Auf Deutsch macht die Kuh „muh“, auf Französisch „meuh“ – also [mø]. Wer das noch nicht wusste, lernt es in Seize moments de ma vie von, mit und über Ingrid Caven, denn zumindest ein Moment ihres Lebens spielte sich wohl in den kuhreichen bayrischen Bergen ab. Dieser wird, wie 15 weitere, besungen: inbrünstig, klagend und schrecklich schön; ein gefilmtes Konzert und von Albert Serra doch zu keinem Konzert-Film gemacht. Am divenhaftesten ist es wohl, ganz überzeugt ganz schräg zu singen und dafür noch bewundert zu werden. Das falsche Singen ist die hohe Kunst. Aus keinem anderen Film, den ich in Locarno gesehen habe, sind so viele Menschen gegangen, aber alle, die geblieben sind, hatten ihre Gründe. Seize moments de ma vie ist kein Film der halben Dinge. Wenn man bleibt, dann nicht, um ihn abzusitzen, sondern um sich reinzulegen. Er erzählt aus einem Leben und auch wenn dieses noch nicht abgeschlossen ist, so fühlt es sich in seiner sechzehnteiligen Bruchstückhaftigkeit umso mehr nach runder Tiefe an. Cavens Welt ist das Kino und im Pariser Théâtre des Bouffes singt sie vom Kino als Welt, dem sie als „Phoenix of the new age“ ensteigt. Vor dieser Verwandlung rekapituliert sie eine Psychoanalyse, befragt sich im dämmrigen Licht in verteilten Rollen selbst:
Alors?
Quoi alors?
Raconte-moi?
Raconte quoi?
Dabei weiß sie sehr wohl, was sie zu erzählen hat und vor allem auch wie. Es geht nicht darum, diese Momente in Cavens berühmtem Leben zu suchen und Bekanntes abzugleichen, sondern sich in einer universellen und ihr ganz eigenen Logik zu verlieren und an Klängen und assoziativen Folgen wie „neuroscience“ auf „silence“ zu erfreuen – wer mag.

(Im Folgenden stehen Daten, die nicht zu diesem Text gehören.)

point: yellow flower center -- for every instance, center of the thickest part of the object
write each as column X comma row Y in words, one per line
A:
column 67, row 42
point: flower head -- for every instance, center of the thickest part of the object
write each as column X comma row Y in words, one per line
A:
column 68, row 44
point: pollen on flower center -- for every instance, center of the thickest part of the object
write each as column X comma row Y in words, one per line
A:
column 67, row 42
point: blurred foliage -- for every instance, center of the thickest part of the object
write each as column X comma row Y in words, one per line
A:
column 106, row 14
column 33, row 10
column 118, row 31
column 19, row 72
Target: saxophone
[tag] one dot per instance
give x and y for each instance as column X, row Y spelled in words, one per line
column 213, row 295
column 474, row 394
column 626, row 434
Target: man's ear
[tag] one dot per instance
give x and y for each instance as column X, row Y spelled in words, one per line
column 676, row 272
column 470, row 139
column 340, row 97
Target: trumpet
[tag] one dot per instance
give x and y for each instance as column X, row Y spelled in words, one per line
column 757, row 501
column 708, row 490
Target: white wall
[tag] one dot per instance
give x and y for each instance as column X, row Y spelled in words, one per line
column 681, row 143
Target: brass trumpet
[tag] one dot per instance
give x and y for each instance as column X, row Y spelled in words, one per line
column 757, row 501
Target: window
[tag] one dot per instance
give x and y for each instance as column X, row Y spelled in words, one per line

Wer nicht mag, dem bleibt noch das immer neue Blickwinkel entdeckende Bild (von Artur Tort), darin außer und um Caven viel dunkles Rot, Blau und Schwarz, Mode von Yves Saint-Laurent und die für Serra standardmäßig musizierenden Männer Molforts. Alles Besungene hingegen – samt Kühen, seltenem Vogel und selbst die Psychoanalytikerin – gehört hier dem Raum der überfilmischen Vorstellungskraft.